TIRO - Essa cerzidura perfeita em suas minúcias no conto de Vera nos abre a porta para entender todo o livro. Ricardo Peró Job publica, mais do que um conto sobre a guerra, exatamente esse olhar sobre o Mesmo que se torna o Outro. O filho do bolicheiro, tão reconhecível pela convivência na infância, hoje será punido por deserção. O próprio narrador é escolhido para participar do desenlance. Nós somos os assassinos do que parece ser idêntico a nós, somos forçados a ver o que nos recusamos ver e a tomar uma atitude. O que estava encoberto pela superfície do hábito emerge como um tiro de fuzil. Quem é essa menina doce que descreve o desespero da avó afastada do seu leque precioso no conto Objeto de Desejo, de Silvio Genro? Ela é a algoz num jogo mortal com sua vítima. Não é uma criança qualquer, é o Terror sob a capa da falsa harmonia. O Pânico diante do semelhante, o estranhamento levado às últimas conseqüências, está em Arremesso de Peso, de Túlio Urach, em que o humano é virado do avesso para revelar as vísceras.O que parecia ser um atleta é um monstro. O pacto sinistro, no conto Encruzilhada, de Ricardo Duarte, e a desmistificação das aparências, em Olha que coisa mais linda..., de Fernando Pereira a Silva, aprofundam essa pesquisa sobre os semelhantes, para detectar neles o inóspito, o inaudito, o não visto. O amor, em Duarte, e o tesão, em Fernando, são passaportes para que a estranheza enfim aporte na cidade que parece ser sempre igual.
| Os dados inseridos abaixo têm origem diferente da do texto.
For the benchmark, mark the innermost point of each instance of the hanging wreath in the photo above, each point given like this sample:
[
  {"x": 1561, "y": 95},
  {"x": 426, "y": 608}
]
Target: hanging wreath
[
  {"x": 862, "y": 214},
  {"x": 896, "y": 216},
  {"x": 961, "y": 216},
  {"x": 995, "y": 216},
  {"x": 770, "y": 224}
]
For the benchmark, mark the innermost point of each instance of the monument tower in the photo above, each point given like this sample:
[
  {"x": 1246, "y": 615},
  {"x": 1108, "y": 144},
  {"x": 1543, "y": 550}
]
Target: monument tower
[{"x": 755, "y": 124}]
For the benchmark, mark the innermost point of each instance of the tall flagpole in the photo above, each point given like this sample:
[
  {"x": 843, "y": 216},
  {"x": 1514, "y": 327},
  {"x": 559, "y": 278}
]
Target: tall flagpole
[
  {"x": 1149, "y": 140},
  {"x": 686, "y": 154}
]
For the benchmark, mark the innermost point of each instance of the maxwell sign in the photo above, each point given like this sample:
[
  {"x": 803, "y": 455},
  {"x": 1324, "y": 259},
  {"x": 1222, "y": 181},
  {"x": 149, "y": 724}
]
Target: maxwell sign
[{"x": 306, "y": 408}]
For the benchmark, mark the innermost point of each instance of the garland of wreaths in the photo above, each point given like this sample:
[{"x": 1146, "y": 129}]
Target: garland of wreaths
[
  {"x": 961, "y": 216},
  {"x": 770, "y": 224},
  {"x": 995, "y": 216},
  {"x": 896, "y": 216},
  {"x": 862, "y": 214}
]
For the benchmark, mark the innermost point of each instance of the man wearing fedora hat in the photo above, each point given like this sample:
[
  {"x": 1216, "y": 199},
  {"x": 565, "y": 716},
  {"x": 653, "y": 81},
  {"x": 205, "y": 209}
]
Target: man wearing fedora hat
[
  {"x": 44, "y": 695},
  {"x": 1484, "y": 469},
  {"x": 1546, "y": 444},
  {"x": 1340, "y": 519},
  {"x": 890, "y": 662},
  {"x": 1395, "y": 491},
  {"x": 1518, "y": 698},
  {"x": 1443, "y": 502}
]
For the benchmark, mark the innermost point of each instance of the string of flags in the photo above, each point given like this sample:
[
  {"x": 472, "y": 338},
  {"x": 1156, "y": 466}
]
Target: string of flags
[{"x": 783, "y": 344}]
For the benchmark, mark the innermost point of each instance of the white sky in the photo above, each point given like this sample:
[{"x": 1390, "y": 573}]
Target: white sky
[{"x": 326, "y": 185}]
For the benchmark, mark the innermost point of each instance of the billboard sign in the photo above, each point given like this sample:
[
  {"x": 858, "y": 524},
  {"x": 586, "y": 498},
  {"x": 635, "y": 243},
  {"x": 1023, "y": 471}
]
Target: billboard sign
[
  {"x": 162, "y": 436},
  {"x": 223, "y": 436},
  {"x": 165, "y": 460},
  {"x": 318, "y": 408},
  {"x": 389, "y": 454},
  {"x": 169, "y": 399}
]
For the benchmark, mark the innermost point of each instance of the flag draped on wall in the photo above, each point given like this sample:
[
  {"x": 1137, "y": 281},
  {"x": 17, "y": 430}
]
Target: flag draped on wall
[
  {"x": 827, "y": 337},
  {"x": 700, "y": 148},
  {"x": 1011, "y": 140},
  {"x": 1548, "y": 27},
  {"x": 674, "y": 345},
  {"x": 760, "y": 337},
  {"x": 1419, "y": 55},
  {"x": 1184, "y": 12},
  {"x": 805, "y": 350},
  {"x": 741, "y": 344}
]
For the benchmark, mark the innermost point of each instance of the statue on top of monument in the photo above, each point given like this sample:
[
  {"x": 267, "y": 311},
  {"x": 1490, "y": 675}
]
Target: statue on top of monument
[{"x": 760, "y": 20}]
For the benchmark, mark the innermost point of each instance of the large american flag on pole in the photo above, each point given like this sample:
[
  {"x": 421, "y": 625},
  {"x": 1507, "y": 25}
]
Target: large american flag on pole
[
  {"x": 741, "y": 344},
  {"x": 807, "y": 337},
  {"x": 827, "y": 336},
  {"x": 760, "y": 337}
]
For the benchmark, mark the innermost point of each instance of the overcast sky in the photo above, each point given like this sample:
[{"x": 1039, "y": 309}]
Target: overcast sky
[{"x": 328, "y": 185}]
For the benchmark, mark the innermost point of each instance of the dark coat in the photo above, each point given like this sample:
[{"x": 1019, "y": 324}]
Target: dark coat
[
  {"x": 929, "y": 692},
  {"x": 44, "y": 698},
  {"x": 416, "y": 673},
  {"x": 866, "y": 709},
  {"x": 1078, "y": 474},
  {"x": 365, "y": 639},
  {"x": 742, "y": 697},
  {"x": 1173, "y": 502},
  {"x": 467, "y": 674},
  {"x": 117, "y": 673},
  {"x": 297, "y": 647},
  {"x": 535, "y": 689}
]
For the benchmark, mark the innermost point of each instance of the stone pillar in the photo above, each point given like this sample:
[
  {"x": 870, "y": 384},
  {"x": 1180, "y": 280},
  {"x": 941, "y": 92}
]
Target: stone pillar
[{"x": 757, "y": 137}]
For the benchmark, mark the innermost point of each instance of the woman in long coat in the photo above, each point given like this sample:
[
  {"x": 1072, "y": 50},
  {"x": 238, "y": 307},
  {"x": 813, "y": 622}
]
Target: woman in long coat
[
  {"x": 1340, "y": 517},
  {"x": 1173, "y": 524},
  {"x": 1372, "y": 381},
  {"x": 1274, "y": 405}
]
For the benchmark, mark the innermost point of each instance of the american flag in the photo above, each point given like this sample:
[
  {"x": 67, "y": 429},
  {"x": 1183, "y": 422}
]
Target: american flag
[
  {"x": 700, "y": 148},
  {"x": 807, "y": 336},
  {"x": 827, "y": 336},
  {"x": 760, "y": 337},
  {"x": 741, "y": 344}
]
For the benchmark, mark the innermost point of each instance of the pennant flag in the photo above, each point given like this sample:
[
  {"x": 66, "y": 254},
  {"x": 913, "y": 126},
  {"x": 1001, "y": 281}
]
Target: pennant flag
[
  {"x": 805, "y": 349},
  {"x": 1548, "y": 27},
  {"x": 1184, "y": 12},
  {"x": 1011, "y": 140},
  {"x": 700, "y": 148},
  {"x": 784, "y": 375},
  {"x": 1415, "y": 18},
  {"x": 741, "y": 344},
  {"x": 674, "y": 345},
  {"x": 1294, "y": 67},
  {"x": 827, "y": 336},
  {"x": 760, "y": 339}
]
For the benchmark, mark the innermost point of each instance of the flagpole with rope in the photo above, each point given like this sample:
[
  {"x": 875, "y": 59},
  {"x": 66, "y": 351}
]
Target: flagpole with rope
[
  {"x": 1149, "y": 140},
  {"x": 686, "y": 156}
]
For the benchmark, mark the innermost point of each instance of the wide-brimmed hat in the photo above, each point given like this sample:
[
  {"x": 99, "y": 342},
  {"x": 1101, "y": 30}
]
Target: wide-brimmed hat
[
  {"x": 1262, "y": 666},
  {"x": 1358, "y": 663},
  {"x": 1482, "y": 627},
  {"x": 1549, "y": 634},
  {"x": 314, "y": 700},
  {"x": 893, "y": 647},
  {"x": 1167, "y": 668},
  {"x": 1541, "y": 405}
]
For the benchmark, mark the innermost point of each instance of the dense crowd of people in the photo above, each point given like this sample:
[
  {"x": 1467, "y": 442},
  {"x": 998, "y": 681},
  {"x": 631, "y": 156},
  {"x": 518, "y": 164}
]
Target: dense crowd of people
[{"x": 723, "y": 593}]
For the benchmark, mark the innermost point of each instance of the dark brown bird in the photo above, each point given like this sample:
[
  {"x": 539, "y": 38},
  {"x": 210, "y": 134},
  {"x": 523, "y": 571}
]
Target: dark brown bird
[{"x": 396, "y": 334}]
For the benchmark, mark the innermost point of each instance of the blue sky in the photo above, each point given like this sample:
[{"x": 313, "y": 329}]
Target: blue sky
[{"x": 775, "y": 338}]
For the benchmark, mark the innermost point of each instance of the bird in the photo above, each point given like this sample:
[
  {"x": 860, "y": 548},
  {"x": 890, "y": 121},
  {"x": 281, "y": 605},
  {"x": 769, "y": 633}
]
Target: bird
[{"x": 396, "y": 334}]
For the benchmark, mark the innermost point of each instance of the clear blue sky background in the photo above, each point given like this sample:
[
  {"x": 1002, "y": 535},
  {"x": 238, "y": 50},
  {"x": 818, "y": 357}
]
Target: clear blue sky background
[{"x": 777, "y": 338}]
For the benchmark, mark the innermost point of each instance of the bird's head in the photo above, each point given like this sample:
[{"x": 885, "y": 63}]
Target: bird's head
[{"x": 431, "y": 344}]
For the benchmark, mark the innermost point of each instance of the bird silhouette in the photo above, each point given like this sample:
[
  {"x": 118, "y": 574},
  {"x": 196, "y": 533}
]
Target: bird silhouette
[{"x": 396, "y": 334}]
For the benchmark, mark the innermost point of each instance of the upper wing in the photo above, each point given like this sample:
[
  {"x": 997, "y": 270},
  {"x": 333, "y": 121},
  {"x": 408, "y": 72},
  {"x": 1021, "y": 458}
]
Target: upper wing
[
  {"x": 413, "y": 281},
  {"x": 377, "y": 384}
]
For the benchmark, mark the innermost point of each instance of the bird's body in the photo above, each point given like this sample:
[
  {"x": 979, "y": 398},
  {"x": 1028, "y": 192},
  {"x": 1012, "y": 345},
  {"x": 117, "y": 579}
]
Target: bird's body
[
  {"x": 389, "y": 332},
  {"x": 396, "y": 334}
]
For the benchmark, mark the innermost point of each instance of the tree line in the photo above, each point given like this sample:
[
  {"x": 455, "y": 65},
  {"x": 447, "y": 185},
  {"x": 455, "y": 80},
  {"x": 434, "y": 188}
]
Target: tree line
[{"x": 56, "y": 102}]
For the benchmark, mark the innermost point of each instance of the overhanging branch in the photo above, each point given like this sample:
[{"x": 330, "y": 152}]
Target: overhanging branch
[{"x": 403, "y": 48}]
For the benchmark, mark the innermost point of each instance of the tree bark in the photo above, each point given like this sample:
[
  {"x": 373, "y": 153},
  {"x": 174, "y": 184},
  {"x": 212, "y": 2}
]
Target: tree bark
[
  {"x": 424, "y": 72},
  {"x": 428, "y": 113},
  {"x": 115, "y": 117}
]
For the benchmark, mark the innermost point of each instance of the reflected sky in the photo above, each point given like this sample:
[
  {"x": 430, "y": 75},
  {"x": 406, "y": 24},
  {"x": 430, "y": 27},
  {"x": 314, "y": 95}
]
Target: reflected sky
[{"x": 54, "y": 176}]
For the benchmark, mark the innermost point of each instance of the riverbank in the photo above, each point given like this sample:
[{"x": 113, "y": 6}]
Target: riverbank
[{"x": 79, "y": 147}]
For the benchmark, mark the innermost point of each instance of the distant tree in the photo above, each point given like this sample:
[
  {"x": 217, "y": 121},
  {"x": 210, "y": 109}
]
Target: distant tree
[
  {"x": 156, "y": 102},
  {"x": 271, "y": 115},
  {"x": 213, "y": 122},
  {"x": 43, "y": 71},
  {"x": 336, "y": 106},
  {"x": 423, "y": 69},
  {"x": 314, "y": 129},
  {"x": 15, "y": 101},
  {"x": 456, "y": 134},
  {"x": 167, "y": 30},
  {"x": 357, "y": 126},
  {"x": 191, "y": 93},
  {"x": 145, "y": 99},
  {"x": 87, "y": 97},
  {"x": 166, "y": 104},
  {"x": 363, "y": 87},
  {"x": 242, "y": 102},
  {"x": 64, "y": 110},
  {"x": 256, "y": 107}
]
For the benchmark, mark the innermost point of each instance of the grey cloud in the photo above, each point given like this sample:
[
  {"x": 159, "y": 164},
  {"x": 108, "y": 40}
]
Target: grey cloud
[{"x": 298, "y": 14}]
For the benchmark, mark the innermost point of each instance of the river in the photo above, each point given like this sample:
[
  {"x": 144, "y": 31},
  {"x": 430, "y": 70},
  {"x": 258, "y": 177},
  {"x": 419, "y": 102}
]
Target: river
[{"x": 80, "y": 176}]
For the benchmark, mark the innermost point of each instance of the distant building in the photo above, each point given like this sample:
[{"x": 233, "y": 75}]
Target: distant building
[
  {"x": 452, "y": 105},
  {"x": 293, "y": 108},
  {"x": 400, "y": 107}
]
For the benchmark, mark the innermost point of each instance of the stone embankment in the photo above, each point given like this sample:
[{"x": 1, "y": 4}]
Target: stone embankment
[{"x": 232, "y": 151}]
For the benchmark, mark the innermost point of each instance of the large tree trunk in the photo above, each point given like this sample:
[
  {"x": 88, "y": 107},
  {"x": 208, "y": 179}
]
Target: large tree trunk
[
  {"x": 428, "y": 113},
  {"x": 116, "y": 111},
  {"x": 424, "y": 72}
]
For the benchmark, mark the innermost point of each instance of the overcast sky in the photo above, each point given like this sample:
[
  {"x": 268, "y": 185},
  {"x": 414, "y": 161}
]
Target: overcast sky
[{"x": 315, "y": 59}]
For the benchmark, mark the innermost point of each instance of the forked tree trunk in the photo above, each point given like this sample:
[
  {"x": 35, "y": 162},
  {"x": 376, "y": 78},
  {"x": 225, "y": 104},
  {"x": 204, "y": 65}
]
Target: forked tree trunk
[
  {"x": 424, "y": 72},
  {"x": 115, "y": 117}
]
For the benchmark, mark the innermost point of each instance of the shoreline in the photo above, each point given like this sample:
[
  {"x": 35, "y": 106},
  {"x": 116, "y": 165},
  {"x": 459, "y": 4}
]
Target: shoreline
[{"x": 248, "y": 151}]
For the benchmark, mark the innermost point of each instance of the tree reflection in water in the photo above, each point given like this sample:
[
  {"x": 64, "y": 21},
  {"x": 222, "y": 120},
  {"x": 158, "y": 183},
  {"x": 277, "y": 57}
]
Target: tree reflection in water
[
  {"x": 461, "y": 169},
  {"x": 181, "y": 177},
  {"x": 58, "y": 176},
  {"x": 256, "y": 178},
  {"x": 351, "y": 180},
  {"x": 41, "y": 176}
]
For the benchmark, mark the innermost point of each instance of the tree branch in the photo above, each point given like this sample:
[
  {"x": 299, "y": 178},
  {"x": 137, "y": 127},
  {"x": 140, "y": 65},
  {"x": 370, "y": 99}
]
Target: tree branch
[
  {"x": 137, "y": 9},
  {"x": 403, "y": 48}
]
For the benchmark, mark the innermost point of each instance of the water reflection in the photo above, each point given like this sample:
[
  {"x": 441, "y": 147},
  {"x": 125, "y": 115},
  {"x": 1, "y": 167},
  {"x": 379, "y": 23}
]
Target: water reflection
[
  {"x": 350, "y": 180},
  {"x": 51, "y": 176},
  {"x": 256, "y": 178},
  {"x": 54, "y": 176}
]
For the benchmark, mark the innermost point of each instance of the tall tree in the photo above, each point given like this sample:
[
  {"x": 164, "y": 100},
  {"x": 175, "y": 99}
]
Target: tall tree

ÂNCORA - Esse encontro no escuro, em que as cenas ficam à mostra por alguns instantes (os momentos da leitura), não elimina a existência de algumas âncoras. Se estamos no mesmo barco, onde pipocam flashes sobre o inusitado, é preciso que alguém cuide do porão, do remo, do combustível. Disso se encarrega Daniel Fanti, autor de admirável obra sobre a História da cidade e que nos leva pelas balsas do rio Uruguai por meio de um personagem que dedicou a vida ao jogo bruto do extrativismo e do transporte pelas águas. Ou Lourival de Araújo Gonçalves, com seu minidicionário de uruguaianês. E principalmente um outsider, Hique Gomes, filho de uruguaianense, que vai atrás do que se escondia por trás de uma canção de Bebeto Alves (também presente na antologia com algumas Canções) e descobre o silêncio como fonte da milonga. Ou ainda Luiz Flodoardo Silva Pinto, sobre a relação do missioneiro com a fronteira e Pedro Grassi, sobre visitantes ilustres. Há ainda os poemas: mas isso é assunto para amanhã.

RETORNO - Escrever é reescrever. Fiz alguns acertos, que modificam um pouco a versão publicada às três e meia da tarde. Esta, antes das seis, está mais caprichada.